What happened 

Shares in commercial and residential kitchen-equipment company Middleby (MIDD 1.16%) fell by more than 15% this week as of midday Thursday. There's little doubt as to why: a falling stock market and Middleby's disappointing first-quarter earnings release on Tuesday. 

Two key talking points are reverberating around the industrial sector during the current earnings season, and Middleby is no different. Ongoing supply chain difficulties and surging raw material costs have hit profitability and lowered profit margin expectations. Indeed, Middleby's first-quarter operating margin was 12.3% compared to 16% in the same period last year.
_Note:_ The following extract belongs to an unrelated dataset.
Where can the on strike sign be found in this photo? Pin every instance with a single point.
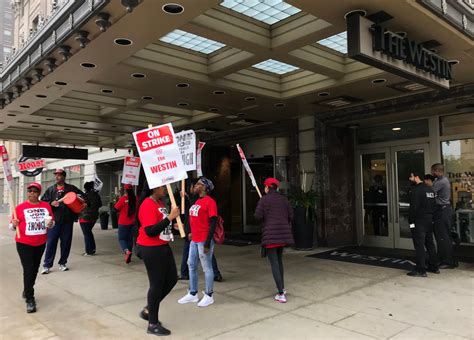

CEO Tim FitzGerald acknowledged significant near-term challenges but also said, "We believe our results will continue to improve in the back half of 2022 and into 2023."

A restaurant worker holding a sign that says 'Open.'

Image source: Getty Images.

So what

The margin pressure is frustrating for a company set for a multiyear recovery in its key commercial foodservice segment. Middleby is seen as benefiting with the dining-out sector recovering from the ravages of the COVID-19 lockdowns, and customers starting to build out facilities again. As such, any downgrade to margin expectations, in a year of recovery, will hit the company harder than most. 

Now what

Investors will be hoping Middleby can get a handle on costs and push through pricing increases while the economy stays strong enough to encourage underlying demand. Consumer spending is holding up so far, but rising rates could choke off some demand, not least in residential kitchens.